In the technical scheme, the propeller shell 6 is provided with an air tightness detection port, and the air tightness detection port is provided with a plug 1. The air tightness detection port is used for detecting the air tightness of the propeller, water tightness in the propeller shell 6 is guaranteed, and the propeller is sealed through the plug 1 after detection is completed.
Among the above-mentioned technical scheme, motor 5 passes through motor fixing bolt 7 to be fixed on propeller casing 6, and motor 5's pivot is sealed through realizing between skeleton oil blanket 8 and the propeller protecgulum 18, and propeller protecgulum 18 passes through protecgulum fixing bolt 10 and propeller casing 6 fixed connection, passes through protecgulum sealing washer 9 sealing connection between propeller protecgulum 18 and the propeller casing 6.
In the technical scheme, a front end cover 22 is arranged at one end of a propeller shaft mounting hole of the propeller front cover 18, a mechanical seal 20 is arranged between the front end cover 22 and the propeller shaft 17, a front end cover sealing ring 21 is arranged between the front end cover 22 and the propeller shaft mounting hole of the propeller front cover 18, a bearing gland 13 is fixed at the other end of the propeller shaft mounting hole of the propeller front cover 18 through a bearing gland fixing bolt 12, the bearing gland 13 and a limiting bulge 2 on the propeller shaft mounting hole axially limit the bearing 19, and a round nut 14 axially limit the bearing 19 is arranged on the propeller shaft 17.
In the above technical solution, the propeller front cover 18 is provided with the propeller cover 16 through the propeller cover fixing bolt 15, and the propeller 23 is fixed at one end of the propeller shaft 17 through the locknut 24.
According to the technical scheme, the drilling hole is formed in the nacelle rod which is at a certain distance from the bottom of the slip ring, the power line and the signal line which are connected with the slip ring and the stress sensor penetrate out of the drilling hole, and the power line and the signal line are connected with the power line and the signal line of the stress sensor through the waterproof box, so that the short circuit of the slip ring and the stress sensor circuit when the nacelle rod works in a severe environment is prevented.

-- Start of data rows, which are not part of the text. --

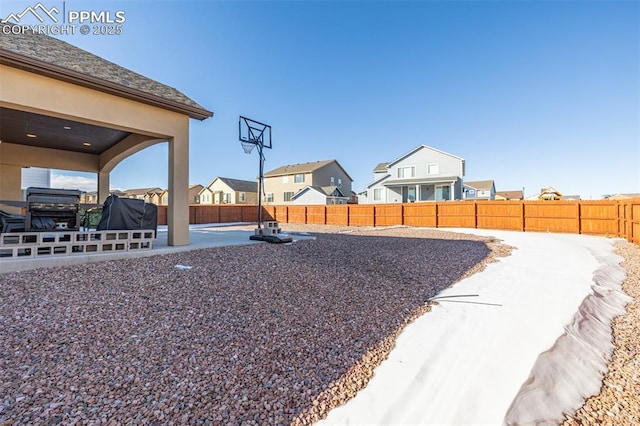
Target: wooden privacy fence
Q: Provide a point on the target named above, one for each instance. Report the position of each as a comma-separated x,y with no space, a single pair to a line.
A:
603,217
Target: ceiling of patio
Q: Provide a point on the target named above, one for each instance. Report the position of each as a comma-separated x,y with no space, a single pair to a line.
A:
27,128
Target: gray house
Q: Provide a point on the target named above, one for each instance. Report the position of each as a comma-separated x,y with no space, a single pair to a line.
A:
422,174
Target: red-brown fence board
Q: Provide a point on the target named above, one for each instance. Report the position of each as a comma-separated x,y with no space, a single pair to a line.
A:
598,218
268,213
338,215
603,217
316,215
456,215
162,215
297,214
282,214
230,213
506,215
551,216
361,215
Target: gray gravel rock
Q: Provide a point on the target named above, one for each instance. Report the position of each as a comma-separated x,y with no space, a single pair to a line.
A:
257,334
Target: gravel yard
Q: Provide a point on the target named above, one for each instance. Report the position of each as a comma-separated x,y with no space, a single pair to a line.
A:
256,334
618,402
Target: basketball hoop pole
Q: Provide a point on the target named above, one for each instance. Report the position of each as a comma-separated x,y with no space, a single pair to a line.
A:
260,179
252,133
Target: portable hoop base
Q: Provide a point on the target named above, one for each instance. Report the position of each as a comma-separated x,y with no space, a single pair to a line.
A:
270,232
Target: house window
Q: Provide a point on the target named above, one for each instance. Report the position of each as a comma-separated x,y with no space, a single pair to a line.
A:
407,172
443,192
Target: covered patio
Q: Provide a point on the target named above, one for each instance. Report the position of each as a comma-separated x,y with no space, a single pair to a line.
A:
64,108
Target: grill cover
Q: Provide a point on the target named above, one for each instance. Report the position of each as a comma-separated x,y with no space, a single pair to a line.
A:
127,214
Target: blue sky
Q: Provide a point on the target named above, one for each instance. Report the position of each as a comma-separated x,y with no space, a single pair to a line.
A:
530,94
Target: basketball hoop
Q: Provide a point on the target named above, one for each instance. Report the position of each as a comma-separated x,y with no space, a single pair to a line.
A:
248,146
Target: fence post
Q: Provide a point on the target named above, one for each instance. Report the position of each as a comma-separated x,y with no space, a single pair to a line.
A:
579,214
475,214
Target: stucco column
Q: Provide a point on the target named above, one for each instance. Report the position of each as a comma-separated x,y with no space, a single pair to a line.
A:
178,208
103,186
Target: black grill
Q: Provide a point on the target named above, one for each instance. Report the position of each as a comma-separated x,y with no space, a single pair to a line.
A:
52,209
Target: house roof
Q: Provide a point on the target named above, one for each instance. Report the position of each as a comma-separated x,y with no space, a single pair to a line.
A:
419,147
378,181
57,59
381,167
624,196
481,185
417,181
324,190
238,184
310,167
511,195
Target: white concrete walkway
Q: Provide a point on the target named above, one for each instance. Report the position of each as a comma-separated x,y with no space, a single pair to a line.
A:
465,362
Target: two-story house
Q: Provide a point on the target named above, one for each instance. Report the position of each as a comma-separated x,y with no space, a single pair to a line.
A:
318,182
479,190
229,191
422,174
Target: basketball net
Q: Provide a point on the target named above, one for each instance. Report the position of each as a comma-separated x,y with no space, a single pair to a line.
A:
248,146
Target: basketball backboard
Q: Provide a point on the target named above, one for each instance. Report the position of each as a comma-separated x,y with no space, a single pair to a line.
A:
251,131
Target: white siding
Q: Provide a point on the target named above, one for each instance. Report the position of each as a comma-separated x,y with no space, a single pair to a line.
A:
422,158
311,197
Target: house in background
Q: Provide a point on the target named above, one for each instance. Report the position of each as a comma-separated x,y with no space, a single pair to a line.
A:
479,190
205,196
281,184
145,194
623,196
194,193
229,191
320,195
155,196
571,197
422,174
509,195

The nacelle pole is cut off in the drilling to it is sealed to glue at the latter half, prevents that water from flowing into the hub package through the drilling when navigating on abominable surface of water, causes motor and stress sensor circuit short circuit.

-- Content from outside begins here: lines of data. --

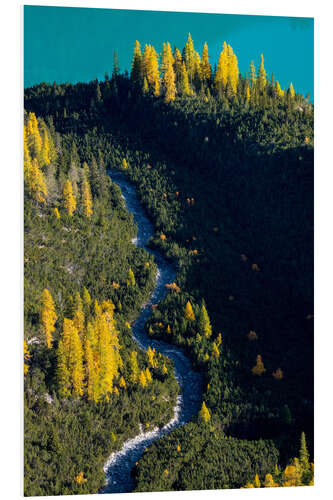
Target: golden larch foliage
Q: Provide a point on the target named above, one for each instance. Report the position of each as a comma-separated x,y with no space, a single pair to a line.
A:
206,70
137,65
256,482
134,375
80,479
259,368
122,383
69,198
142,379
87,199
130,278
26,357
269,481
189,314
46,160
48,316
204,413
278,89
148,375
204,326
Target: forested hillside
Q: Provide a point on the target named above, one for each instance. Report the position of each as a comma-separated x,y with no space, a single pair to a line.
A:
223,163
88,387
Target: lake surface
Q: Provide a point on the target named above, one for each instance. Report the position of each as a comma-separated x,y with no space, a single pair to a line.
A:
67,44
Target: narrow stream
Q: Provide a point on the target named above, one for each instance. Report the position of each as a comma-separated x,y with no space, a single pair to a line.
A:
119,465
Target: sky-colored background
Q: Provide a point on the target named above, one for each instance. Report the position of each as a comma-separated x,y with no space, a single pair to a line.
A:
66,44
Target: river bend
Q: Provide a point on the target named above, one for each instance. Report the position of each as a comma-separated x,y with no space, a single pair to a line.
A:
120,463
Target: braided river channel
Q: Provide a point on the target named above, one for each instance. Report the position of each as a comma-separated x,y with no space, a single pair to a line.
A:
120,463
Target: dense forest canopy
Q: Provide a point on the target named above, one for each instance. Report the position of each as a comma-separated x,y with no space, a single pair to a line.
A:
223,163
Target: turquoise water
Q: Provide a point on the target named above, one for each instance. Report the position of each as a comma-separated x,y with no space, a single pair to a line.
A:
66,44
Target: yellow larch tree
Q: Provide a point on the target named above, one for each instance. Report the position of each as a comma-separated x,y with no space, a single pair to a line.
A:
46,160
36,182
233,71
189,57
26,357
130,278
90,368
86,199
69,198
269,482
206,70
76,363
142,379
134,367
151,70
169,78
262,75
253,75
256,482
204,413
34,138
137,65
221,74
189,314
108,349
122,383
259,368
204,326
63,375
278,90
148,375
79,319
184,86
48,316
86,299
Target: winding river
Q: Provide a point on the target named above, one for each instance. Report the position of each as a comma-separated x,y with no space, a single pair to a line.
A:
119,465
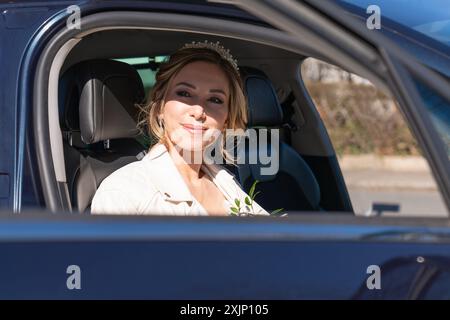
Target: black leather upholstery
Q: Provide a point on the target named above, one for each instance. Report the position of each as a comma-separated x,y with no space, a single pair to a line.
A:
264,108
97,102
293,187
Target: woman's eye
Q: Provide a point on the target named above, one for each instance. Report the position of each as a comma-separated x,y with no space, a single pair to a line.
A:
183,93
216,100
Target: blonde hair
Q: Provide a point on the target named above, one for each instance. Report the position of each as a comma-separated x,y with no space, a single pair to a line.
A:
237,109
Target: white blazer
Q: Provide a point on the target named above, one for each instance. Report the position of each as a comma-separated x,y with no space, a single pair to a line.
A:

A propulsion control method of the above propeller includes the steps of:
step 1: when the propeller works, the remote control unit 30 controls the motor 5 to work, and a rotating shaft of the motor 5 drives the propeller shaft 17 and the propeller 23 to rotate through the coupler 11, so that the ship body is driven to advance;
step 2: the stress sensor 27 senses the horizontal stress on the pod rod 25 in real time, the horizontal stress is the actual thrust of the propeller, the horizontal stress is transmitted to the remote control unit 30 in real time, the motor 5 feeds the rotating speed of the motor back to the remote control unit 30 in real time, and the remote control unit 30 adjusts the rotating speed of the motor 5 according to the thrust required in the ship motion process and the actual thrust of the propeller, so that the thrust generated by the propeller 23 is matched with the actual thrust of the ship in real time.

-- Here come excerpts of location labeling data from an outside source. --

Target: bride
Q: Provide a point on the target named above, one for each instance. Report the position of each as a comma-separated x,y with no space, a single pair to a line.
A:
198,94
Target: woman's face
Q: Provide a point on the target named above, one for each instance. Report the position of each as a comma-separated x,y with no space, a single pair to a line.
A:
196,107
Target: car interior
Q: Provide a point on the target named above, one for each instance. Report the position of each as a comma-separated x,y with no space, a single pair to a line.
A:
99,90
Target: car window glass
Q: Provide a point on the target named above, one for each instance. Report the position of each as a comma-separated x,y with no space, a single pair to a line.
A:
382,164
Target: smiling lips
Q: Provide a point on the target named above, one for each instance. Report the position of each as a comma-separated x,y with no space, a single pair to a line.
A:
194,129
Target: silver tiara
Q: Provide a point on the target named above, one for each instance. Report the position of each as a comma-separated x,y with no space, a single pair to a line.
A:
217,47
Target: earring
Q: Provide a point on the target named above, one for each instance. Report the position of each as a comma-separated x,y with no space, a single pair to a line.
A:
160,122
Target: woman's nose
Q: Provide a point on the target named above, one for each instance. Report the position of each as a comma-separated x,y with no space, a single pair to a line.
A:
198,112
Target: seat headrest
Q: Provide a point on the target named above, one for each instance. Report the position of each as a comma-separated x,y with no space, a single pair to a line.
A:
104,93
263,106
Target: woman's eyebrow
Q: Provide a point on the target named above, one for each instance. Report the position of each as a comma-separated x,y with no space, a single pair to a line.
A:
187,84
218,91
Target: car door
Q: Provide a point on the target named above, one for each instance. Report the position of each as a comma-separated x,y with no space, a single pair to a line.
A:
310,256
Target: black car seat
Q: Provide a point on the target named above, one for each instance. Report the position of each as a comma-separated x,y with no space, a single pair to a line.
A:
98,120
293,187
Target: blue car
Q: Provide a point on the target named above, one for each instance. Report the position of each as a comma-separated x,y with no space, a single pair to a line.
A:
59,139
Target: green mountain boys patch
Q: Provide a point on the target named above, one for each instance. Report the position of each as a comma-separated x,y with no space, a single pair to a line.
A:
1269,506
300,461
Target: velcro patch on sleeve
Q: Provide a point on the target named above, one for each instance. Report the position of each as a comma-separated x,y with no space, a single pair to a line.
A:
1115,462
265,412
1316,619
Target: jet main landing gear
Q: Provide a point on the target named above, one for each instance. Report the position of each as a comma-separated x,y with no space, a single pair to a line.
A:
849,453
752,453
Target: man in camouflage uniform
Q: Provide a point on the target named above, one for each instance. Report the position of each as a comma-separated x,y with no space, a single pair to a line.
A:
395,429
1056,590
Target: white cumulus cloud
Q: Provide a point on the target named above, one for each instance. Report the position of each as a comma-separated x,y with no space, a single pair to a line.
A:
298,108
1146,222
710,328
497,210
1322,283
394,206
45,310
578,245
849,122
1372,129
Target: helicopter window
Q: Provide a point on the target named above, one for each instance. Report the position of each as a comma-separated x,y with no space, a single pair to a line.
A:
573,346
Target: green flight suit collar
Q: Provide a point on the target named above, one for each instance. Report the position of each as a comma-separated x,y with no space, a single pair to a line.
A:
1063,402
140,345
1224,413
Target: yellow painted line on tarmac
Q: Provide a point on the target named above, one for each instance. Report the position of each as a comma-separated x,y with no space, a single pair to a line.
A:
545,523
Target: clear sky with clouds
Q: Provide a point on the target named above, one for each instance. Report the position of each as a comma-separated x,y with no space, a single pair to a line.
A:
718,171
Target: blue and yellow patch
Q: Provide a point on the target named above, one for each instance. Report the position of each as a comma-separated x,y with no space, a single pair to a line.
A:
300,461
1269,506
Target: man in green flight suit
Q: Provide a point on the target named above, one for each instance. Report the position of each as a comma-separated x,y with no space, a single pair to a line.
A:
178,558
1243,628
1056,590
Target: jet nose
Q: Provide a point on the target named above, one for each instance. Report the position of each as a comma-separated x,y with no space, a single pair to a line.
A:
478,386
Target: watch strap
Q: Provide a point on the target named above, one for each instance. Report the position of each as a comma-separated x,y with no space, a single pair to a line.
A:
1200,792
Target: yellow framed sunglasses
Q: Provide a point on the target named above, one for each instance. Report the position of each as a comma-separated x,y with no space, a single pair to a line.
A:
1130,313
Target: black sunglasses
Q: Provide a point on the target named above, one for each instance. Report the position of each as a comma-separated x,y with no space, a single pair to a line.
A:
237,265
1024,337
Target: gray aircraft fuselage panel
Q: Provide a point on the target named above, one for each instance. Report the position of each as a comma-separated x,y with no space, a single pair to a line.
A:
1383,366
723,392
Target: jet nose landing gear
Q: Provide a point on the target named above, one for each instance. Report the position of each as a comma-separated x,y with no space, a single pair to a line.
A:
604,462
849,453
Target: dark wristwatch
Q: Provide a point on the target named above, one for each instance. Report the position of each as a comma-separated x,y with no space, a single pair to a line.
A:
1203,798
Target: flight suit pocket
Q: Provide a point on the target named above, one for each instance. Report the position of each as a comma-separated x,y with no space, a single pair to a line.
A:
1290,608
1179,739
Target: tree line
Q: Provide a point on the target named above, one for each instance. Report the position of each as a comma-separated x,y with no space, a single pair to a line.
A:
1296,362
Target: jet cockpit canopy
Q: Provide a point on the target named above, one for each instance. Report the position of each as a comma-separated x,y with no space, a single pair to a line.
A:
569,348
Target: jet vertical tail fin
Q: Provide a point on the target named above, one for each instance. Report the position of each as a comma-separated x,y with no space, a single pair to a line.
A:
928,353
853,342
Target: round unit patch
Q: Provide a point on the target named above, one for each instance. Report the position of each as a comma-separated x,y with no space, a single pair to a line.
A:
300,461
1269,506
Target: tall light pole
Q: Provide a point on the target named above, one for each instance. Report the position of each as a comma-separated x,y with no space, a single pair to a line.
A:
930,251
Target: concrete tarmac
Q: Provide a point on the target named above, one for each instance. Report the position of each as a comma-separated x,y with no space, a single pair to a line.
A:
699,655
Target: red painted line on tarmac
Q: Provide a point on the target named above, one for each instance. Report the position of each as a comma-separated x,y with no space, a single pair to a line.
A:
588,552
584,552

In step 2 of the above technical solution, the stepping motor 29 feeds back a stepping motor rotation position signal to the remote control unit 30, so that the remote control unit 30 obtains a rotation angle (i.e. a thrust direction) of the propeller at the current time, and meanwhile, the remote control unit 30 controls the rotation of the rotation part of the rotation table 26 through the stepping motor 29 according to the thrust direction actually required by the ship to reach the direction required by the actual thrust of the ship, so that the thrust direction emitted by the propeller is matched with the thrust direction actually required by the ship.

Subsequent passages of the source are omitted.